# Symfony2 Installation in ISPConfig 3



## sr972 (8. Juli 2013)

Hi,

ich hatte schon mal im Web gesucht und auch in den Foren aber ich habe nicht das richtige gefunden (oder ich war zu dumm, die richtigen Suchbegriffe zu nutzen). Falls es also einen entsprechenden (englischsprachigen) Thread gibt, der eine Lösung bietet, wäre ich über den Link dankbar.

So zum "Problem":

Wie bekannt, sieht ja in ISPConfig ein Pfad für eine Website aus wie /var/www/clients/client1/web4 oder das entsprechende Domain Equivalent. Darin gibts u.A. ein /web Verzeichnis.

Wäre es jetzt "richtiger" einfach in (um beim Beispiel zu bleiben) web4/ alles betreffend Symfony rein zu stellen (mit dem Hintergedanken, dass /web dann natürlich auch durch das web Verzeichnis von Symfony ersetzt wird)

oder

könnte ich irgendwie bei der Site einstellen, dass der Webpfad in dem Fall nicht /web ist, sondern /web/web bzw. ist es richtig, dass ich in Sites > Websites > -enstprechende Seite- > Options > Apache Directives einfach ein DocumentRoot /var/www/clients/client1/web4/web/web rein schreibe.

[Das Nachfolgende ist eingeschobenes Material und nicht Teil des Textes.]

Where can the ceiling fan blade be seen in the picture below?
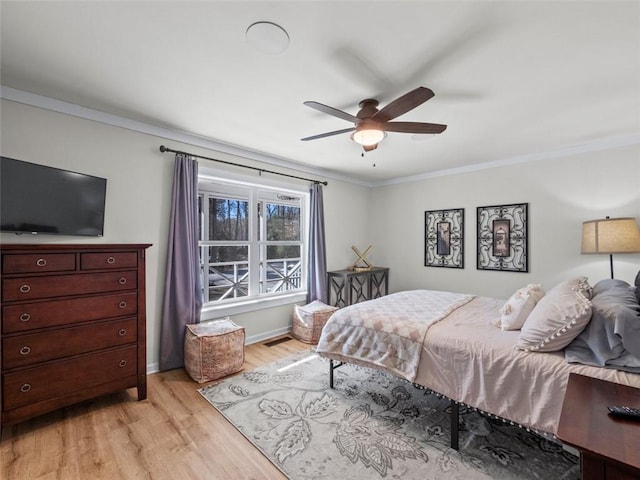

Das würde ja auch gehen, ich hätte dann natürlich in dem entsprechenden File (in sites-enabled) im VHost dann oben einen DocumentRoot Eintrag und am Schluss vor dem Closing Tag vom VHost nochmal ein DocumentRoot.

... Oder gibts eine ganz andere "saubere" Methode?


Danke schon mal für Antworten und Hilfen.


----------



## Till (8. Juli 2013)

> Wäre es jetzt "richtiger" einfach in (um beim Beispiel zu bleiben) web4/ alles betreffend Symfony rein zu stellen (mit dem Hintergedanken, dass /web dann natürlich auch durch das web Verzeichnis von Symfony ersetzt wird)


Direkt in den Pfad /var/www/clients/client1/web4 sollt nichts kopiert werden, aktuelle ISPCOnfig Versionen schützen das verzeichnis auch mit dem Immutable Attribut.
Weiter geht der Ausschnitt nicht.